Premium Assistance Amount for Partial Months of Coverage
The final regulations do not address the computation of the premium assistance amount if coverage under a QHP is terminated during the month. The proposed regulations provide that when coverage under a QHP is terminated before the last day of a month and, as a result, the issuer reduces or refunds a portion of the monthly premium, the premium assistance amount for the month is prorated based on the number of days of coverage in the month.
Family Members Residing at Different Locations
The final regulations reserved rules on determining the premium for the applicable benchmark plan if family members are geographically separated and enroll in separate QHPs. The proposed regulations provide that the premium for the applicable benchmark plan in this situation is the sum of the premiums for the applicable benchmark plans for each group of family members residing in a different state.
Correction to Applicable Percentage Table
The applicable percentage table in the final regulations incorrectly states that the 9.5 percentage applies only to taxpayers whose household income is less than 400 percent of the FPL. The proposed regulations clarify that the 9.5 percentage applies to taxpayers whose household income is not more than 400 percent of the FPL.
Additional Benefits and Applicable Benchmark Plan
Under section 36B(b)(3)(D) and the final regulations, only the portion of the premium for a QHP properly allocable to EHBs determines a taxpayer’s premium assistance amount. Premiums allocable to benefits other than EHBs (additional benefits) are disregarded. The final regulations do not address, however, whether a taxpayer’s benchmark plan is determined before or after premiums have been allocated to additional benefits.

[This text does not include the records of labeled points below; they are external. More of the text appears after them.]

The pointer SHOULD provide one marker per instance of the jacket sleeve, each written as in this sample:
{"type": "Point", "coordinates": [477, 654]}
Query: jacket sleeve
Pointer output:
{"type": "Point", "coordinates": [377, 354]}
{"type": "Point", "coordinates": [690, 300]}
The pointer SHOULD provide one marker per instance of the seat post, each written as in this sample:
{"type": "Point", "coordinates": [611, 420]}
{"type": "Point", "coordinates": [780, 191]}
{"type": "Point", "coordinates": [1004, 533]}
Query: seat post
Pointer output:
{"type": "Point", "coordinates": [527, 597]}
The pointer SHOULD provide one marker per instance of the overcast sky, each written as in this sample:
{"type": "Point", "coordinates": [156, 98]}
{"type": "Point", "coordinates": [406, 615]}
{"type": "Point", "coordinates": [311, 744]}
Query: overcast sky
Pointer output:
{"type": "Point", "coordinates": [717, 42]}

The proposed regulations provide that premiums are allocated to additional benefits before determining the applicable benchmark plan. Thus, only EHBs are considered in determining the applicable benchmark plan, consistent with the requirement in section 36B(b)(3)(D) that only EHBs are considered in determining the premium assistance amount. In addition, allocating premium to benefits that exceed EHBs before determining the applicable benchmark plan results in a more accurate determination of the premium assistance amount.